Cursors, and in particular REF CURSORS, are handled differently in a way that they don’t directly contain all of their data, but can be iterated (or “looped”) over. Also, a REF CURSOR is a weakly typed object, which means that the number and types of a REF CURSOR’s columns cannot be known at SQL compile-time (or “parse-time”), but only when the SQL statement is executed. This makes it harder to use REF CURSOR directly in SQL. Oracle’s TABLE(…) function, for instance, does not support REF CURSOR types as parameter. See also an overview of what’s possible and what isn’t on this Stack Overflow question:

http://stackoverflow.com/questions/6410452/fetch-oracle-table-type-from-stored-procedure-using-jdbc

Nevertheless, a REF CURSOR can be returned from a stored procedure or from a stored function, and retrieved in JDBC like any other java.sql.ResultSet.

jOOQ’s support for ARRAY/CURSOR types

One of jOOQ’s major goals is to allow its users to easily integrate advanced RDBMS concepts into Java, a non-trivial endeavour when using JDBC. These concepts have not yet (to my knowledge) been standardised in SQL:2008. Every RDBMS that supports those concepts, employs its own syntax. The most curious (yet also the most powerful) syntax I have encountered is that of the H2 database, where unnesting of arrays can be done like this:

-- unnest an ad-hoc anonymously typed array
SELECT *
FROM TABLE(
  ID INT=(1, 2),
  NAME VARCHAR=('Hello', 'World'));

The above example can be found here:

http://www.h2database.com/html/functions.html#table

Apart from hiding these many SQL syntax facts from the user, jOOQ also aims at hiding JDBC statement preparing and type mapping from the user. Passing arrays to a prepared statement is not trivial with Oracle, fetching ResultSets from stored functions isn’t either. And none of todays major frameworks, including Hibernate/JPA, Spring, myBatis, etc, support an easy way to integrate such data types and stored procedures automatically into Java – although Spring allows you to write one custom mapper per procedure.

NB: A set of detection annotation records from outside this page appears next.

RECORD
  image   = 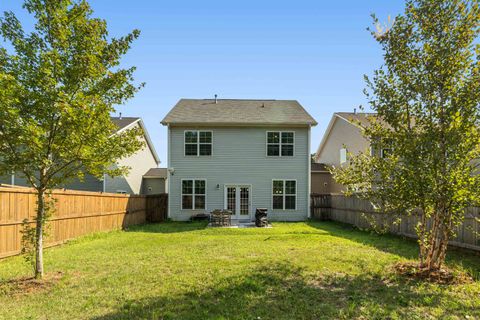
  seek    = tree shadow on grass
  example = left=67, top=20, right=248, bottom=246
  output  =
left=308, top=221, right=480, bottom=280
left=125, top=221, right=208, bottom=233
left=90, top=262, right=478, bottom=320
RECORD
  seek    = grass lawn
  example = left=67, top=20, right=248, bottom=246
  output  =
left=0, top=222, right=480, bottom=319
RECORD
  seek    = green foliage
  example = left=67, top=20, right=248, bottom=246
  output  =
left=0, top=0, right=144, bottom=277
left=20, top=195, right=56, bottom=272
left=335, top=0, right=480, bottom=269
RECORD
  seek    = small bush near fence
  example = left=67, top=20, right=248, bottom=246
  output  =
left=311, top=194, right=480, bottom=251
left=0, top=187, right=167, bottom=258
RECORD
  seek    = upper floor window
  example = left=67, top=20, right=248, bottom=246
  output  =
left=185, top=130, right=212, bottom=156
left=272, top=180, right=297, bottom=210
left=182, top=179, right=207, bottom=210
left=267, top=131, right=295, bottom=157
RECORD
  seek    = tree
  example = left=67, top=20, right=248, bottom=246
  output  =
left=334, top=0, right=480, bottom=273
left=0, top=0, right=143, bottom=278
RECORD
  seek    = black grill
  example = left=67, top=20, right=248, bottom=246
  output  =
left=255, top=208, right=268, bottom=227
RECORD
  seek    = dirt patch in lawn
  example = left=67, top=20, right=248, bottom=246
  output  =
left=0, top=272, right=63, bottom=295
left=393, top=263, right=473, bottom=285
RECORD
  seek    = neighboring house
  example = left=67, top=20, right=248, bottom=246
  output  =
left=310, top=163, right=343, bottom=194
left=162, top=99, right=317, bottom=221
left=142, top=168, right=168, bottom=195
left=0, top=116, right=160, bottom=194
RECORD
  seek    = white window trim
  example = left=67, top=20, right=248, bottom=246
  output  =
left=223, top=183, right=253, bottom=219
left=183, top=130, right=213, bottom=157
left=380, top=148, right=392, bottom=159
left=265, top=131, right=296, bottom=158
left=180, top=178, right=208, bottom=211
left=271, top=179, right=298, bottom=211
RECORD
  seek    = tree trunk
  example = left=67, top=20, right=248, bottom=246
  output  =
left=35, top=189, right=45, bottom=279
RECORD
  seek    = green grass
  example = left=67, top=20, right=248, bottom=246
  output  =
left=0, top=222, right=480, bottom=319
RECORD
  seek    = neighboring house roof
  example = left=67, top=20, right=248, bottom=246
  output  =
left=111, top=117, right=140, bottom=130
left=162, top=99, right=317, bottom=126
left=310, top=162, right=330, bottom=172
left=315, top=112, right=377, bottom=159
left=143, top=168, right=168, bottom=179
left=110, top=117, right=160, bottom=164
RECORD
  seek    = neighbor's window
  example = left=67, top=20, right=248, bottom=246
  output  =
left=267, top=131, right=295, bottom=157
left=272, top=180, right=297, bottom=210
left=340, top=148, right=347, bottom=164
left=182, top=180, right=206, bottom=210
left=185, top=131, right=212, bottom=156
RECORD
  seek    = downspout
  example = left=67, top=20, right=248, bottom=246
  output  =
left=307, top=125, right=312, bottom=219
left=102, top=173, right=107, bottom=192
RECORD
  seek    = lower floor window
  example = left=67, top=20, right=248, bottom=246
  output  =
left=272, top=180, right=297, bottom=210
left=182, top=179, right=206, bottom=210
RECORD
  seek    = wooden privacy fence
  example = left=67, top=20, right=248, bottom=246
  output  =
left=0, top=187, right=169, bottom=258
left=147, top=193, right=168, bottom=222
left=311, top=194, right=480, bottom=251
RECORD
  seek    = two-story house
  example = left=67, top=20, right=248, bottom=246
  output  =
left=0, top=115, right=165, bottom=194
left=162, top=99, right=317, bottom=221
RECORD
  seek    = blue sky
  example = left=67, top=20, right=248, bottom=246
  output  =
left=0, top=0, right=404, bottom=166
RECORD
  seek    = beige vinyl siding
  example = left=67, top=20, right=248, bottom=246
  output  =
left=316, top=116, right=370, bottom=167
left=169, top=127, right=310, bottom=221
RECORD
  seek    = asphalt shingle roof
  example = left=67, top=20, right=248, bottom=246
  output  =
left=162, top=99, right=317, bottom=126
left=111, top=117, right=140, bottom=130
left=335, top=112, right=377, bottom=127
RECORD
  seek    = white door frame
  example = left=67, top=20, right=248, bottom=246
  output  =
left=223, top=183, right=252, bottom=220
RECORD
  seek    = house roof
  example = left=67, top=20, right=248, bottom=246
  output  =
left=315, top=112, right=377, bottom=159
left=143, top=168, right=168, bottom=179
left=111, top=117, right=140, bottom=130
left=162, top=99, right=317, bottom=126
left=110, top=117, right=160, bottom=164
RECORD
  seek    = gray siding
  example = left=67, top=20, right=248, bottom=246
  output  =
left=64, top=174, right=103, bottom=192
left=316, top=115, right=370, bottom=167
left=168, top=127, right=310, bottom=221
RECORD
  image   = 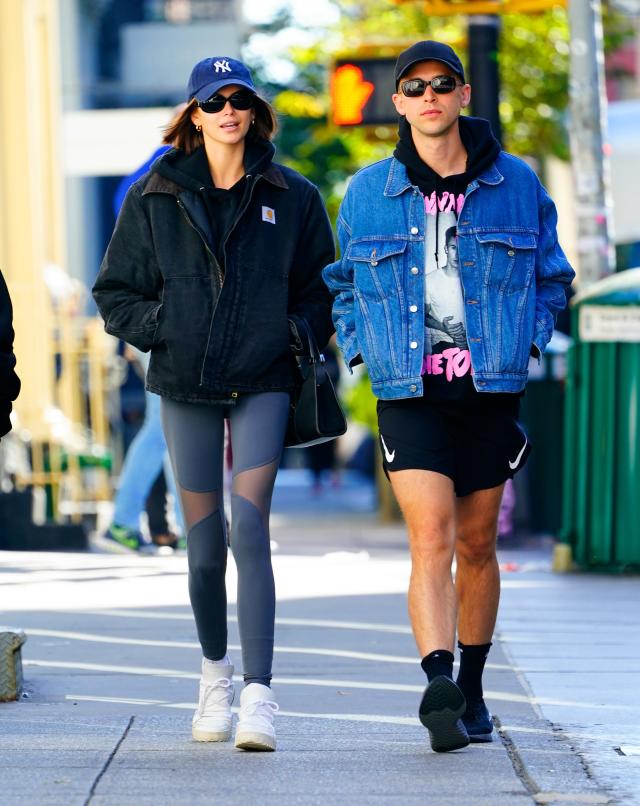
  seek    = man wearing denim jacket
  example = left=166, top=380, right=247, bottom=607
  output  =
left=324, top=41, right=574, bottom=752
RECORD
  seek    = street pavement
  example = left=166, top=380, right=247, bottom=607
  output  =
left=0, top=470, right=640, bottom=806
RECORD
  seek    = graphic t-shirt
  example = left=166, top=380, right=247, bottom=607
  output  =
left=394, top=112, right=500, bottom=400
left=422, top=190, right=473, bottom=399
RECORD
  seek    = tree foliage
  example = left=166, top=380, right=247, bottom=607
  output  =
left=246, top=0, right=629, bottom=216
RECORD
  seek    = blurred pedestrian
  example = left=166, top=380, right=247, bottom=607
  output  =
left=325, top=41, right=574, bottom=751
left=94, top=57, right=334, bottom=750
left=0, top=272, right=20, bottom=439
left=94, top=347, right=185, bottom=553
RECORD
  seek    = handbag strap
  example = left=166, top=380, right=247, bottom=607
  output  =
left=296, top=316, right=325, bottom=364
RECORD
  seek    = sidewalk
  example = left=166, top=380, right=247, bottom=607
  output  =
left=0, top=507, right=640, bottom=806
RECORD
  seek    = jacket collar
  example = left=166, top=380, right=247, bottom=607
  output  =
left=384, top=156, right=504, bottom=196
left=142, top=163, right=289, bottom=196
left=384, top=157, right=413, bottom=196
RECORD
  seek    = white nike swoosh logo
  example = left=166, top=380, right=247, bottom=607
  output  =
left=509, top=437, right=527, bottom=470
left=380, top=434, right=396, bottom=463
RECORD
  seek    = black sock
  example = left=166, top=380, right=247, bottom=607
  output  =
left=420, top=649, right=453, bottom=682
left=456, top=641, right=491, bottom=699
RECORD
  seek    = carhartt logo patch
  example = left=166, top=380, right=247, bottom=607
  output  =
left=262, top=206, right=276, bottom=224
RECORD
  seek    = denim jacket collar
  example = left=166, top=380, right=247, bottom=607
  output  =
left=384, top=157, right=504, bottom=196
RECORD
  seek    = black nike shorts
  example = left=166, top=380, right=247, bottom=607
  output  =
left=378, top=395, right=531, bottom=497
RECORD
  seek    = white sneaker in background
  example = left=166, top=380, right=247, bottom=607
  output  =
left=191, top=658, right=234, bottom=742
left=235, top=683, right=278, bottom=750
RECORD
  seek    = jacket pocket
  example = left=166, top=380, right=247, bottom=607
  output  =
left=345, top=238, right=407, bottom=301
left=155, top=277, right=214, bottom=386
left=476, top=232, right=538, bottom=294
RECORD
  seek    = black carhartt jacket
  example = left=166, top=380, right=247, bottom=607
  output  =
left=93, top=141, right=335, bottom=402
left=0, top=272, right=20, bottom=437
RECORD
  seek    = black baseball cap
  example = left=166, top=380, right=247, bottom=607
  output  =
left=395, top=39, right=466, bottom=87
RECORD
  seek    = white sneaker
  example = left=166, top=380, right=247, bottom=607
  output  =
left=191, top=658, right=234, bottom=742
left=235, top=683, right=278, bottom=750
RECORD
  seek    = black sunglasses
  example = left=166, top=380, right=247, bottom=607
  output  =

With jOOQ this is going to be possible. While ARRAY types have been supported by jOOQ for quite some time now, unnesting them is part of the currently running “project CURSOR”. The API is being extended to handle the examples given in SQL, above. An example of such API usage is this:

// Create the usual jOOQ factory
Factory create = new OracleFactory(connection);

// Loop over the values returned from thegenerated getArray function
for (Record record : create.select()
                           .from(create.table(getArray()))
                           .fetch()) {

    // This will print 1, 2, 3
    System.out.println(record.getValue(0));
}

Advanced data types as a future investment

The power of these data types have long been known (and loved) by DBA and database programmers using PL/SQL and other database languages. They have been avoided by Java developers mainly because of the awkwardness (or even lack) of JDBC and/or JPA support. It is difficult for an unexperienced JDBC developer, to correctly bind arrays of object to an Oracle prepared statement, or to fetch a REF CURSOR from a CallableStatement.

The depicted functionality is already available with jOOQ 1.6.3. Many other features dealing with CURSOR and ARRAY types will be implemented in the near future.

…so start using the full functionality set of your database!